Jednak czytając wypowiedzi brata prezesa o wymirze sprawiedliwości:
"W Polsce, można powiedzieć, mamy do czynienia z niewątpliwie pełną odrębnością władzy sądowniczej. Pełną i można stwierdzić, że większą, niż przeciętnie w Europie. Ja to akceptuję co do zasady i nie zamierzam robić niczego, aby ten stan rzeczy w sposób istotny zmieniać " (kwiecień 2006)

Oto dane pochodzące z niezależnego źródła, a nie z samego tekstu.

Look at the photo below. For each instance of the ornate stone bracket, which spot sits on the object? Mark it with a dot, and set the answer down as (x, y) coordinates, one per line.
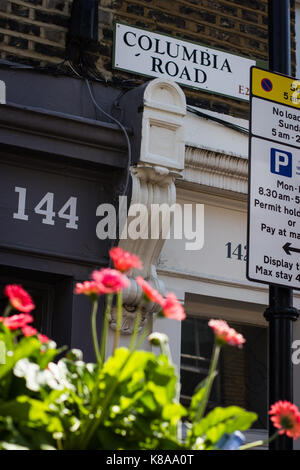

"Jestem najgłębiej przekonany, że zdecydowana większość polskich sędziów, a mamy ich w naszym kraju dużo – bardzo dużo w porównaniu z innymi krajami – to ludzie, którzy znakomicie swoje obowiązki wypełniają. Znakomicie, zgodnie ze swoimi przekonaniami i sumieniem. (...) Jestem najgłębiej przekonany, że zdecydowana większość to ludzie, którzy nie minęli się z powołaniem " (czerwiec 2006)
"To jest model utrwalony w naszej europejskiej cywilizacji, chociaż w Polsce występujący w formie bardzo modelowej, ale to nie oznacza, że nie powinien być przedmiotem refleksji. (...) Nie mówię teraz o refleksji ustrojowej, tutaj nie będzie istotnych zmian, jak sądzę. Myślę o państwa osobistej refleksji wtedy, gdy siadacie za stołem sędziowskim " (luty 2008).
"Niezależność sądów w naszym kraju jest zagwarantowana bardzo solennie, bardziej niż w niejednej konstytucji innych państw europejskich, także tych, które są członkami Unii Europejskiej. To rozwiązanie, można powiedzieć, modelowe. Jego kształt wynikał z przemyśleń związanych z sytuacją w poprzedniej rzeczywistości ustrojowej naszego kraju" (kwiecień 2008 )
"Rzadko kiedy taki model idealny występuje w całkowicie realnej rzeczywistości. W Polsce tak jest, choć oczywiście nie bez zakłóceń" (styczeń 2010)
nie sposób nie dojść do wniosku, że Andrzej Duda akcepując demolkę niezależnego sądownictwa pokazuje Lechowi Kaczyńskiemu ŚRODKOWY PALEC.